Jumat, 18 Oktober 2013

Kamu #2

Kau terlalu jauh, kalo boleh aku memberi usulan. Bolehkah aku berharap untukmu. Aku harap bisa. Tak tahu kah engkau, setiap aku melewati singgasana tempat kau berada saat ini, aku selalu was-was. Berharap dan terus berharap untuk bertemu. Setidaknya hanya melihatmu dari jauh, berpapasan tanpa sapaan. Aku pun akan legowo. Tidak kah sedetik pun kau pernah memikirkanku? Kau pasti tahu kalau kita ini sangat dekat. Dekat secara tempat yang pasti. Namun, aku rasa kau tak pernah sedikitpun menanyakan kabar. "Kau baik saja?" "Kost mu dimana?" atau setidaknya menawarkan bantuan. 
Aku tahu, sekarang kita tak sedekat dulu. Kau pasti sibuk dengan duniamu sendiri. Aku pun begitu. Tapi, asal kamu tahu saja, aku selalu melihat ke arah sana pabila aku hendak berurusan dengan pihak keuangan kampus. 
"Hh.. Sudah dua tahun di sini. Tegur sapa pun nggak pernah," gumamku.
"Apa? Ngomong apa kamu?" 
"Ah enggak Mik, hanya mengeluh tentang panasnya hari ini," jawabku pelan tak bersemangat.
"Oh, ini tolong bantuin menata yang ini," katanya sambil menyodorkan beberapa lembar kertas.
Hari ini aku menemani Mika ke kampus utama. Ia mempunyai tanggungan untuk mencetak beberapa proposal kegiatan organisasinya. Biaya cetak di toko dekat kampus utama lebih murah daripada di kampus kami. Karena ini lah aku jadi teringat padanya. Bima. Teman masa lalu di bangku seragam putih biru. Aku menyukainya. Aku rasa. Sebenarnya aku juga tak tahu seperti apa rasanya jatuh cinta. Aku hanya mengerti bahwa, aku suka melihatnya, aku suka dekat dengannya, aku deg-deg-an dekat dengannya, dan aku sebel pabila dia dekat dengan seseorang (i mean another girl). 
Aku berdoa lagi, hari ini ketemu. Entah dia juga datang ke toko ini, atau hanya sekedar lewat. Itu sudah cukup. Aku tak mau meruntuhkan janjiku untuk tak berdekatan dengan laki-laki bukan mahram.
Namun setelah beberapa lama di sini, urusan Mika pun sudah selesai, kami segera balik ke kost. 
"Udah?" Tanya Mika saat sudah ada di atas motor.
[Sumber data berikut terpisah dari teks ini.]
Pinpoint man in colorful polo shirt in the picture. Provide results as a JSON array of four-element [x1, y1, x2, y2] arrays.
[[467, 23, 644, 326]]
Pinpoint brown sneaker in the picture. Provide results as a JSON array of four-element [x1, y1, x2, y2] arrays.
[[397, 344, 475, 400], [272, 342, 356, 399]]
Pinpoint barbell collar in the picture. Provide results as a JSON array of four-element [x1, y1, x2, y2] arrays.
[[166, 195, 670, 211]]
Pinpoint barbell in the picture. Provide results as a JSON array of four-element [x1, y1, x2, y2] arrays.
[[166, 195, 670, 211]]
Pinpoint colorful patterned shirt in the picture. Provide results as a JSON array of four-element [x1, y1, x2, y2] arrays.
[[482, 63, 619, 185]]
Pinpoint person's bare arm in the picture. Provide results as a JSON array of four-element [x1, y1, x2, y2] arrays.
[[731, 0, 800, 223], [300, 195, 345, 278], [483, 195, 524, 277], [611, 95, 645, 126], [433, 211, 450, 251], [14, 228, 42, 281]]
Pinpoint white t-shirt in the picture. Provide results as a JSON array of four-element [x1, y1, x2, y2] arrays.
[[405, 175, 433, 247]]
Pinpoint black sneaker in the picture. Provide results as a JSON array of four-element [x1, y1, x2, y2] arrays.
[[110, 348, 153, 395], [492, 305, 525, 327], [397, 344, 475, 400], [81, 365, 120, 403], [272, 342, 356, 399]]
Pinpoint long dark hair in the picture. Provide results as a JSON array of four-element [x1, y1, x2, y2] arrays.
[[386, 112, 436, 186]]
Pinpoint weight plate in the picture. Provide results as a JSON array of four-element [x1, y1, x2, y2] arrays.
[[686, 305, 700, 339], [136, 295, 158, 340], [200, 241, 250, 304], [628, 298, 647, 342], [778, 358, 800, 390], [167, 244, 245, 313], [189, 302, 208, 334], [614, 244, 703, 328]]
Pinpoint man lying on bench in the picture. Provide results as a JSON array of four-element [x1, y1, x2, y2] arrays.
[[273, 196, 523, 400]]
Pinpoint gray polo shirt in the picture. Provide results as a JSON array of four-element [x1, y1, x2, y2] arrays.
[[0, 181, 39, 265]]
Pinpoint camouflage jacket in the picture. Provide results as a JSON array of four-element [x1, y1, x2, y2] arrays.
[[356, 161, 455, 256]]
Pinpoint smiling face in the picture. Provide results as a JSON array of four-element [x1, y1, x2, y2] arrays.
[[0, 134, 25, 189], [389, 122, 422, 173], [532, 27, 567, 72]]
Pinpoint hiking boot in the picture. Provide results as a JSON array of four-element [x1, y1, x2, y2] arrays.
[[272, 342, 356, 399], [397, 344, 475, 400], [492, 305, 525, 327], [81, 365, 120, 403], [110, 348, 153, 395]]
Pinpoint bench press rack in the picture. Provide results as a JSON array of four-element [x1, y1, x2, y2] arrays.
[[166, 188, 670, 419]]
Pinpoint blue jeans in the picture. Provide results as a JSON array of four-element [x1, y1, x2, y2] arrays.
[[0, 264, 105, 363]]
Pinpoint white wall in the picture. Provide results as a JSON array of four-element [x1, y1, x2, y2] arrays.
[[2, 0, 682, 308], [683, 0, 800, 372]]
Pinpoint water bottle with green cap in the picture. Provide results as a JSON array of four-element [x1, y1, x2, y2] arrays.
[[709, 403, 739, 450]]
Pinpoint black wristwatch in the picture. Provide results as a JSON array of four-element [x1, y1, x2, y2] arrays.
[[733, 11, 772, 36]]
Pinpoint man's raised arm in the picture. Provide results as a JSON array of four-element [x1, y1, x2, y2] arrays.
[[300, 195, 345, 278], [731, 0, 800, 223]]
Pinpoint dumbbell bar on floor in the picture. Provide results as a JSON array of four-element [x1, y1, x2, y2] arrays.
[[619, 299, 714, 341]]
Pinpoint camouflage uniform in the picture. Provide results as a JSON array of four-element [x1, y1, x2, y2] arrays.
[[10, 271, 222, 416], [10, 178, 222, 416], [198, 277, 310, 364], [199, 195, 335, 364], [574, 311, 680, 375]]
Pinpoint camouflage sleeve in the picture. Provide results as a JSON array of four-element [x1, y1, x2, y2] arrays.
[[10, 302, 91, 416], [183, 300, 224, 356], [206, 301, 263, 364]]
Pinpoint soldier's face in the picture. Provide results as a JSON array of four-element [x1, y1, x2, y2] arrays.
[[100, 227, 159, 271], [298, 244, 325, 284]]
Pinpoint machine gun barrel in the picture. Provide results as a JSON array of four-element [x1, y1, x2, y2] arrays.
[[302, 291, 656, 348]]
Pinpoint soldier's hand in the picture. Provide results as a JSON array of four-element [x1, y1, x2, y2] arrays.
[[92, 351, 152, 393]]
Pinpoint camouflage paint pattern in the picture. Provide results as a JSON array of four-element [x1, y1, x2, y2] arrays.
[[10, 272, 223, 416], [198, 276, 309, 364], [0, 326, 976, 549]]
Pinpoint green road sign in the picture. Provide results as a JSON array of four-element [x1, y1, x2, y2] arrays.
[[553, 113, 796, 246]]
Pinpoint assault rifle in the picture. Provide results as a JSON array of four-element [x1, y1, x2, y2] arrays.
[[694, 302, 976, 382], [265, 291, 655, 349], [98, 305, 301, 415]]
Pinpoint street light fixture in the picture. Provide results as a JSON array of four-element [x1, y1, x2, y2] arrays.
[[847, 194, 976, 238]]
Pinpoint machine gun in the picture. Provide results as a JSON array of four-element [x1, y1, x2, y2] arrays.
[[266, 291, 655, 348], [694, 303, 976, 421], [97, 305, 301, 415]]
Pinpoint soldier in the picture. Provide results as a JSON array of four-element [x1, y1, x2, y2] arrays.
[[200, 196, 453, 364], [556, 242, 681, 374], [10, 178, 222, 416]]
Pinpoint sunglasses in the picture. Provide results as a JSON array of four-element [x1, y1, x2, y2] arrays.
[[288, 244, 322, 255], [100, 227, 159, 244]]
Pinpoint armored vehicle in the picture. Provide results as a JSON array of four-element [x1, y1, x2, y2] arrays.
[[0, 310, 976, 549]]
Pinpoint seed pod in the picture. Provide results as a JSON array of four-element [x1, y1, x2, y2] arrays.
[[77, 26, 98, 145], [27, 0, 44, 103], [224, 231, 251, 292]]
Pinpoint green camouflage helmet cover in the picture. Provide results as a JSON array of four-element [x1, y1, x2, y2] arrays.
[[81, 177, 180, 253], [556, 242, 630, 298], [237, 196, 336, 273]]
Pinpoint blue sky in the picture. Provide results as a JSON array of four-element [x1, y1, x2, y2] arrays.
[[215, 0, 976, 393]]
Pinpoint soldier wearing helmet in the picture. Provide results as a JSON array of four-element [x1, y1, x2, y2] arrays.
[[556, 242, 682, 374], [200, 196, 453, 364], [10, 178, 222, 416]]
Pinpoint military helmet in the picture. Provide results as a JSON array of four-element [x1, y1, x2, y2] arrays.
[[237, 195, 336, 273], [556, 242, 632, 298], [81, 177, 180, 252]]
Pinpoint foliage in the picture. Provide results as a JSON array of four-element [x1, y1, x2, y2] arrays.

"Oh, heem." Kataku sambil terus memutar mata, melihat gedung kampus utama yang semakin mengecil diiringi deru suara motor Mika.
Aku berharap cerita ini akan berlanjut ketika aku sudah bisa bertemu dengannya. My prince, my future. I hope so. Kata Mika, tak ada yang tak mungkin di dunia ini.